For me, it all comes down to one thing.
Can your brain(a physical thing), violate causality.
I think this is an interesting question. If, as some speculate, our nervous system has processes that are dependent on QM, then our brain might well possess the ability to violate causality since QM can apparently violate causality.
If it cannot, then that means that given sufficient information on the variables(causes) that process in your mind to create a "choice"(effect), could be calculated beforehand, rendering free will an illusion. I look at it like the roll of a D6. There is really only one possible result to any roll once the initial conditions of the roll have been set in place. We only think that there are six, because we cannot calculate all of these variables with any degree of accuracy.
Actually, there are more than six possible outcomes, though the probability of anything outside of those six is extremely small. For example, one or both dice may land on edge displaying two sides as uppermost rather than one. When this happens in a board game because the die lands tilted against the edge of the board, we just reroll without giving the matter any further consideration, but it is an outcome outside of the usual six. I would also disagree with your contention that there is “only one possible result to any roll once the initial conditions of the roll have been set in place”. We simply don’t know that is true because we are not able to know all the conditions and therefore we cannot test the assertion that if all conditions were known, only one outcome is possible.
Well, even if the base "randomness" of quantum mechanics somehow does affect our minds, I don't see how that would translate into free will. The mind would still not be violating causation, it would just make some of the variables(causes) in the thought process "random". Those causes would still lead to a calculable effect(if we had the processing power and full knowledge of entry variables in a "choice").
But we don’t, nor can we ever have full knowledge of the entry variables in a “choice” because what choices are perceived by a human for any situation is a fundamentally subjective set and cannot be known by any other individual even if you are willing to grant that an individual can be said to have ‘full knowledge’ of all the possible choices they are considering. Since we don’t have that full knowledge, just as we don’t have full knowledge of the total conditions of a roll of dice, why should either be considered deterministic? It seems to me in both cases you are relying on the assumption that the world fundamentally works according to deterministic principles which we now know, via QM, is not the case at all.
Randomness wouldn't cause free will to emerge, it would just add another level of wackiness to the whole process. Even if it could somehow add possible outcomes to a choice, it wouldn't put "you" in control of the selection thereof.
I agree that a deterministic system would not allow for free will. While I agree that randomness may not cause free will to emerge, I think it does allow for it to occur since it changes the system from deterministic one to being non-deterministic . Why don’t you consider the brain to be the controlling agent of the choices an individual makes? Or perhaps, why don’t you consider that to be ‘free will’. How are you defining free will if that is the case?
I say either deterministic or random, you still don't end up with free will(unless you want to add an immaterial aspect to the mind).
I guess I’m not sure what you mean by free will then. I think of free will as the ability to make choices that a) cannot be predicted, even in principle and b) are a direct result of the individual making a conscious choice among various options that are considered.
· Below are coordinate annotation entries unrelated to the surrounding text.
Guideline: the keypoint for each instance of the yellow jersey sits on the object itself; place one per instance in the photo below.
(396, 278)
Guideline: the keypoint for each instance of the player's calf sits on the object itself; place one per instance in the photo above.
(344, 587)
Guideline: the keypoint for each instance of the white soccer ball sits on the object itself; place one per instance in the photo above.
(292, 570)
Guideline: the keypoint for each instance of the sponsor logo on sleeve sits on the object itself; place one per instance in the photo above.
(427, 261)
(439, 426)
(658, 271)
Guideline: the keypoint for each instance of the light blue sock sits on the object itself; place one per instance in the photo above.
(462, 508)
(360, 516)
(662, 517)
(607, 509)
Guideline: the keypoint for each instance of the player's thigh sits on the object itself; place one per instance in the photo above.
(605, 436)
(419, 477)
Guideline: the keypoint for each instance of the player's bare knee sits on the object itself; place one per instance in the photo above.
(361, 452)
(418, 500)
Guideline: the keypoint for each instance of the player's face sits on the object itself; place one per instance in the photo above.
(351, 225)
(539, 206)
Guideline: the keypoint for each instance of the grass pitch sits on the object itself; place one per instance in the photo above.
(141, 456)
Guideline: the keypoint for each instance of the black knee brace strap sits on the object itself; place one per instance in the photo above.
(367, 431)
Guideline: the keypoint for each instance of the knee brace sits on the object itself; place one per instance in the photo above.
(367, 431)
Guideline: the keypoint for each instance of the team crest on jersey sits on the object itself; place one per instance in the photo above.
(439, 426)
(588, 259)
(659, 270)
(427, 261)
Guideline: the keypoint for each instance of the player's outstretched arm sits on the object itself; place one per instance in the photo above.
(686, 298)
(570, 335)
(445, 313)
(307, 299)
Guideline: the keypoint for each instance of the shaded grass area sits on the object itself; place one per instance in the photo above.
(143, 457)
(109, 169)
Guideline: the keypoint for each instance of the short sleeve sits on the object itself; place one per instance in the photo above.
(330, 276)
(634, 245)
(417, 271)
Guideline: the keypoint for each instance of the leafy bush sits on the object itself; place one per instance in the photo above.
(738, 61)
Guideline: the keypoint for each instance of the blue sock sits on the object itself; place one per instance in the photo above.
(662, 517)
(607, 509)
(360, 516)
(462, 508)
Since I don’t think we can, even in principle, ever determine the subjective array of possibilities that an individual is subconsciously considering before deciding which ones to consciously choose among, I don’t think that we can, in principle, predict the outcome although we may be able to predict general probabilities for some subset of likely outcomes. And why would it require an immaterial aspect to the mind?
Free will doesn't exist. Randomness isn't free will and determinism isn't, either. Unless someone can propose a mechanism by which one makes decisions not randomly AND not based on previous experiences, that horse is dead, dead, dead.
Why would that be required for ‘free will’. See my definition above. I think both randomness and previous experiences are part of the process of making choices and do not exclude the possibility of free will. What is your definition of ‘free will’ such that it cannot include such factors?